Teresa Jordache, Thomas read from the police file, alias Theresa Laval. Thomas grinned. He was tempted to call her up and ask her to come over. He’d disguise his voice. ‘Apartment 14B, Miss Laval. It’s on Park Avenue between Fifty-seventh and Fifty-eighth Street.’ Even the most suspicious whore wouldn’t think there’d be any trouble at an address like that. He would love to see her face when she rang the bell and he opened the door. He nearly went to the phone to dial the last number the detective had ferreted out, then stopped. It would be almost impossible not to give her the beating she deserved and that wasn’t what he had come to America for.

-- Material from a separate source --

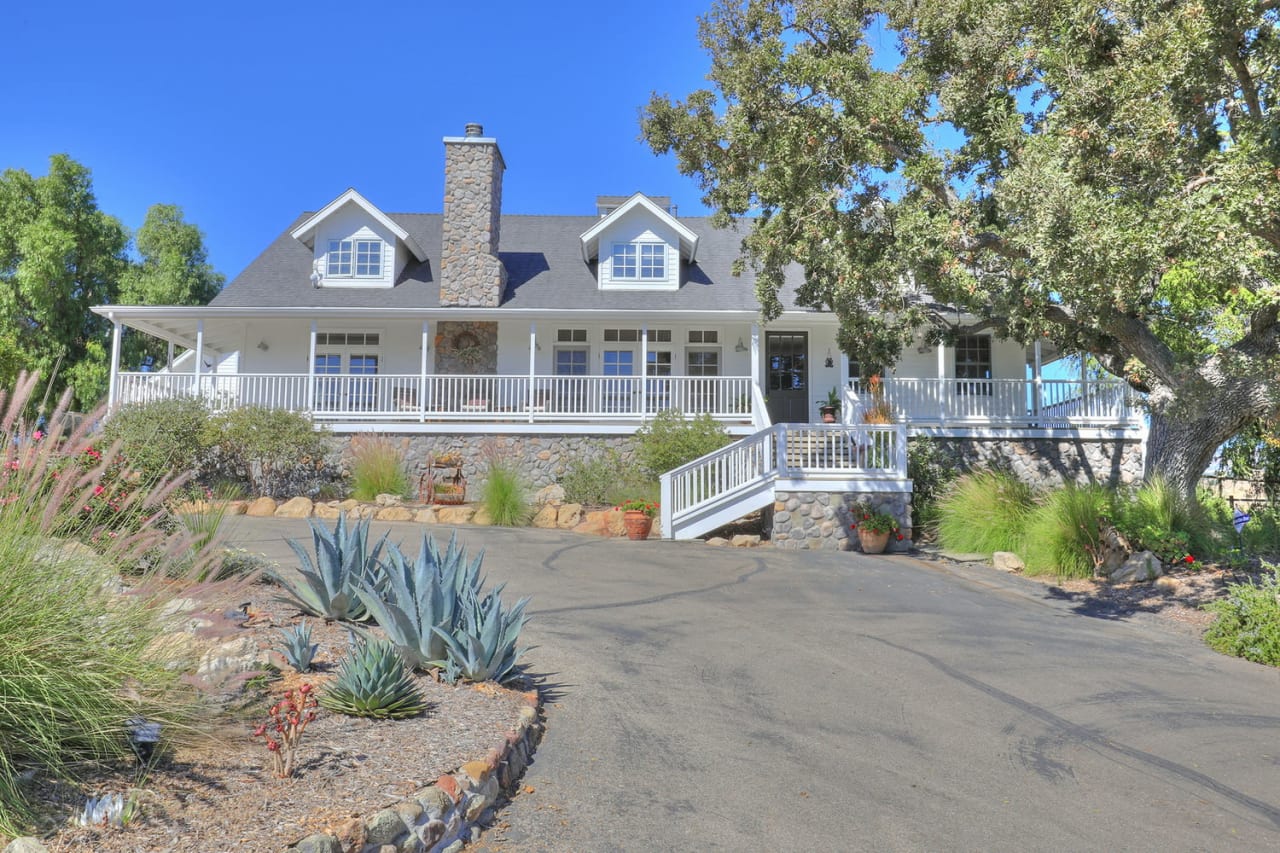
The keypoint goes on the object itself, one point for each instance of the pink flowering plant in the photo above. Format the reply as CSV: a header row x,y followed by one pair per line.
x,y
284,725
638,505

He shaved and showered, using the perfumed soap in the bathroom, and had another drink and put on a clean shirt and the blue Marseilles suit, then went down in the elevator and walked over to Fifth Avenue in the dusk. On a side street he saw a steak place and went in and had a steak with half a bottle of wine and apple pie a la mode, to salute his native country. Then he strolled over to Broadway. Broadway was worse than ever, with noise coming out of music shops and bigger and uglier signs than he remembered and the people pushing and sick looking, but he enjoyed it. He could walk anywhere, go to any bar, any movie. Everybody was dead or in jail. Music.
The Hilltop Military Academy was on top of a hill and it was military. A high, grey stone wall enclosed it, like a prison, and when Thomas drove through the front gate in the car he had rented, he could see boys in blue-grey uniforms doing close-order drill on a dusty field. The weather had turned cooler and some of the trees on the ground had began to change colour. The driveway passed close to the parade grounds and Thomas stopped the car and watched. There were four separate groups wheeling and marching on different parts of the field. The group of boys nearest to him, perhaps thirty of them, were between twelve and fourteen, just about Wesley’s age. Thomas stared at them as they passed him, but if Wesley was among them he didn’t recognise him.
He started the car again and went up the driveway to a stone building that looked like a small castle. The grounds were well kept, with flower beds and closely mown lawns, and the other buildings were large and solidly built, of the same stone as the little castle.
Teresa must get a fancy price for her services, Thomas thought, to afford a place like this for the kid.
He got out of the car and went into the building. The granite hallway was dark and chilly It was lined with flags, sabres, crossed rifles, and marble lists of the names of graduates who had been killed in the Spanish-American War, the Mexican Expedition, the First World War, the Second World War, and the war in Korea. It was like the head office of a company, with a display advertising their product. A boy with close-cropped hair and a lot of fancy chevrons on his arm was coming down the steps, and Thomas asked him, ‘Son, where’s the main office here?’
The boy came to attention, as though Thomas were General MacArthur, and said, ‘This way, sir.’ They obviously taught respect for the older generation at Hilltop Military Academy.
Maybe that was why Teresa had sent the kid here. She could use all the respect going.
The boy opened the door to a big office. Two women were working at desks behind a small fence. ‘Here you are, sir,’ the boy said, and clicked his heels before turning smartly back into the hallway. Thomas went over towards the nearest desk behind the fence. The woman there looked up from the papers she was making checks on and said, ‘May I help you, sir?’ She was not in uniform and she didn’t click her heels.
‘I have a son in the school,’ Thomas said. ‘My name is Jordache. I’d like to speak to whoever is in charge here.’
The woman gave him a peculiar look, as though the name meant something not particularly pleasant to her. She stood up and said, ‘I’ll tell Colonel Bainbridge you’re here, sir. Won’t you please take a seat.’ She indicated a bench along the wall and waddled off to a door on the other side of the office. She was fat and about fifty and her stockings were crooked. They were not tempting the young soldiers with too much sex at the Hilltop Military Academy.